EDIT: Alternative suggested by Briguy37: Include all deductions in the position score. Score each position as 1 / (1/d1 + 1/d2 + ...) where d1, d2, etc. are the individual deductions. (This basically computes "resistance to making any deduction" at a position given individual "deduction resistances" d1, d2, etc. But this would require you to compute all possibilities.)
Hopefully this scoring strategy will produce a metric for puzzles that increases as your subjective appraisal of difficulty increases. If it does not, then adjusting the scores of your rules (or your choice of heuristic from the above options) may achieve the desired correlation. Once you have achieved a consistent correlation between score and subjective experience, you should be able to judge what the numeric thresholds of "easy", "hard", etc. should be. And then you're done!

Donald Knuth studied the problem and came up with the Dancing Links algorithm for solving sudoku, and then rating the difficulty of them.
Google around, there are several implementations of the Dancing Links engine.

Perhaps you could grade the general "constrainedness" of a puzzle? Consider that a new puzzle (with only hints) might have a certain number of cells which can be determined simply by eliminating the values which it cannot contain. We could say these cells are "constrained" to a smaller number of possible values than the typical cell and the more highly constrained cells that exist the more progress one can make on the puzzle without guessing. (Here we consider the requirement for "guessing" to be what makes a puzzle hard.)
At some point, however, the player must start guessing and, again, the constrainedness of a cell is important because with fewer values to choose between for a given cell the easier it is to find the correct value (and increase the constrainedness of other cells).
Of course, I don't actually play Sudoku (I just enjoy writing games and solvers for it), so I have no idea if this is a valid metric, just thinking out loud =)

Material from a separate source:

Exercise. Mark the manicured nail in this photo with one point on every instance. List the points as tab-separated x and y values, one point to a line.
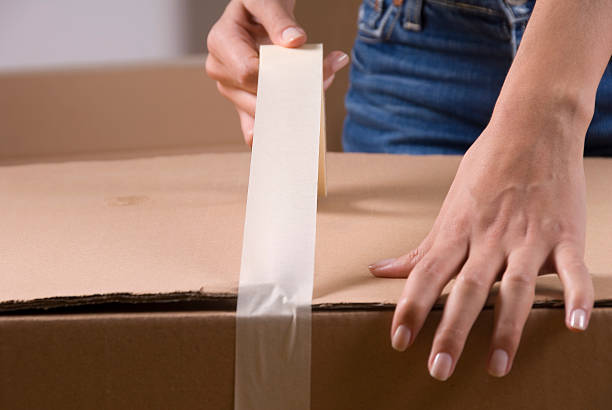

I have a simple solver that looks for only unique possibilities in rows, columns and squares. When it has solved the few cells solvable by this method, it then picks a remaining candidate tries it and sees if the simple solver then leads to either a solution or a cell empty of possibilities. In the first case the puzzle is solved, in the second, one possibility has shown to be infeasible and thus eliminated. In the third case, which leads to neither a final solution nor an infeasibility, no
deduction can be reached.
The primary result of cycling through this procedure is to eliminate possiblities until picking
a correct cell entry leads to a solution. So far this procedure has solved even the hardest
puzzles without fail. It solves without difficulty puzzles with multiple solutions. If the
trial candidates are picked a random, it will generate all possilbe solutions.
I then generate a difficulty for the puzzle based on the number of illegal candidates that must
be eliminated before the simple solver can find a solution.
I know that this is like guessing, but if simple logic can eliminated a possible candidate, then one
is closer to the final solution.
Mike

I've done this in the past.
The key is that you have to figure out which rules to use from a human logic perspective. The example you provide details a number of different human logic patterns as a list on the right-risde.
You actually need to solve the puzzle using these rules instead of computer rules (which can solve it in milliseconds using simple pattern replacement). Every time you change the board, you can start over from the 'easiest' pattern (say, single open boxes in a cell or row), and move down the chain until you find one the next logical 'rule' to use.
When scoring the sodoku, each methodology is assigned some point value, which you would add up for every field you needed to fill out. While 'single empty cell' might get a 0, 'XY Chain' might get 100. You tabulate all of the methods needed (and frequency) and you wind up with a final weighting. There are plenty of places that list expected values for those weightings, but they are all fairly empirical. You're trying to model human logic, so feel free to come up with your own weightings or enhance the system (if you really only use XY chains, the puzzle is probably easier than if it requires more advanced mechanisms).
You may also find that even though you have a unique sodoku, that it is unsolvable through human logic.
And also note that this is all far more CPU intensive than solving it in a standard, patterned way. Some years ago when I wrote my code, it was taking multiple (I forget exactly, but maybe even up to 15) seconds to solve some of the generated puzzles I'd created.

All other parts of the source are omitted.